September 7, 2006
Digest: A judge who has authored a work of fiction may mention his or her employment as a judge in the materials and activities undertaken in the promotion of the book, provided that this promotion does not exploit the judge’s judicial position.
Rule: 22 NYCRR 100.2(C); 100.3(B)(8); 100.4(B); Opinions 05-149; 99-145 (Vol. XVIII).
The inquiring full-time judge has written an illustrated work of fiction intended for children, which he/she is self-publishing through a company that is an affiliate of Amazon.com. A press release will be prepared, which normally includes biographical data. Moreover, the “author is expected to attend book signing gatherings and to participate in public discussions of the book.”
As noted by the judge, this Committee has previously concluded that it is ethically permissible for a judge to author a work of fiction and to publish it commercially, provided that the promotion of such work does not exploit the judge’s judicial position. 22 NYCRR 100.2(C); 100.4(B); Opinions 05-149; 99-145 (Vol. XVIII). Specifically, as provided in the Rules Governing Judicial Conduct, a judge “shall not lend the prestige of judicial office to advance the private interests of the judge or others.” 22 NYCRR 100.2(C).
In our opinion, the proposed promotional activities do not contravene section 100.2(C) of the Rules. Accordingly, (1) the company may mention the judge’s position as a judge in its press release; (2) the book cover may state that the author currently serves as a judge of a particular court; (3) the judge may participate in traditional book-signing gatherings and public discussions of the book; and (4) at such functions, in response to any questions, the judge may state what his or her employment is, but may not comment on any pending or impending cases. 22 NYCRR 100.3(B)(8).

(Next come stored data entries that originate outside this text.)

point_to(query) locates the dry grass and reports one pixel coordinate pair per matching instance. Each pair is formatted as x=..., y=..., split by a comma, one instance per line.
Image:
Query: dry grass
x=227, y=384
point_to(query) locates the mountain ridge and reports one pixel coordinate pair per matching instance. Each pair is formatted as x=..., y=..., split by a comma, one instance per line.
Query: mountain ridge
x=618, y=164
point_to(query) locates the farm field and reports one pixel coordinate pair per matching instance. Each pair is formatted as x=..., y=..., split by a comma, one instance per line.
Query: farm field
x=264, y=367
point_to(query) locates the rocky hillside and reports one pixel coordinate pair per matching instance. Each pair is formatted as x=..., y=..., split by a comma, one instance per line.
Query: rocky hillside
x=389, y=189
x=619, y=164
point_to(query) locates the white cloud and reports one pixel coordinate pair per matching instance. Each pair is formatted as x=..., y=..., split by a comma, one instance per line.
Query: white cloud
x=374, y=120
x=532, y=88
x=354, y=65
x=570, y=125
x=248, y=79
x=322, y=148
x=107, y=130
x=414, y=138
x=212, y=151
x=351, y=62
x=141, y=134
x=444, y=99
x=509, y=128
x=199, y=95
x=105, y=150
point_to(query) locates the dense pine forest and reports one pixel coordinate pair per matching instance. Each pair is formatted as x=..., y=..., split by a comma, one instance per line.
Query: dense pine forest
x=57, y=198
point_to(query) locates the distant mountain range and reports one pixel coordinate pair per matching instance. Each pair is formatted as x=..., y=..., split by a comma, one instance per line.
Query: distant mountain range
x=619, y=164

In short, a judge who is participating in a permissible extra-judicial activity is not required to hide his/her identity as a judge. Rather, he or she is merely required to refrain from using that identity to further his or her personal interests, or the interests of another. Disclosure of the facts of the judge’s status as a judge does not in this instance, and under the circumstances presented, constitute a misuse of judicial office, and thus there is no impropriety in engaging in the activities contemplated.